Tuesday 9 August 2016

Meaningless words

One of the habits of spin merchants and PR teams is to come up with fine-sounding phrases which have an immediate appeal but don’t actually say very much.  This was always central to New Labour, and given his background as a lobbyist, we should not be surprised if Owen Smith follows a similar pattern.
Even so, his call for a new industrial revolution was something of a classic.  It sounds very dramatic, but what on earth does it actually mean?  The Industrial Revolution was a transition from small-scale craft production methods to large scale manufacturing; it brought about huge changes in life style and conditions.  Yet Smith’s new ‘revolution’ seems, when looked at in detail, to be about the government giving out a few subsidies to selected industries.
And that brings us to a second point - is it even within the power of politicians and governments to bring about significant change anyway?  It wasn’t governments which brought about the first industrial revolution; indeed, it wasn’t planned or co-ordinated by anyone.  Governments, unless they want to take control of the “commanding heights of the economy” as the Labour Party used to argue, can do little more than create the conditions under which others control and take advantage of events.  But the consensus position of Labour and Tory alike has been for decades that globalisation is inevitable and we have to adapt to it.  It is, of course, that very globalisation that they so love which has destroyed so much of the manufacturing industry in the UK.

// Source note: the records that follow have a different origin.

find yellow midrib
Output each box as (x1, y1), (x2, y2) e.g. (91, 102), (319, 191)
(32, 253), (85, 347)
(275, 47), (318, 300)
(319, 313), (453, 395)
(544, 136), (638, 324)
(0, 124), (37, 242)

Whilst I agree with Smith’s claim that previous governments (including the Blair and Brown governments of which this claim is an implicit criticism) have been too reliant on financial services and insecure, low-skilled and low-paid jobs, I’m not at all convinced that it is in the power of governments to rebalance the economy back to manufacturing.  At least, I don’t see it as being possible without the government taking a much more interventionist role in the economy than is represented by throwing a few subsidies around.  Perhaps I misjudge him; perhaps he really is planning to try and control the economy in the way the Labour Party used to believe was possible.  Or then again, perhaps it really is no more than a sound-bite after all.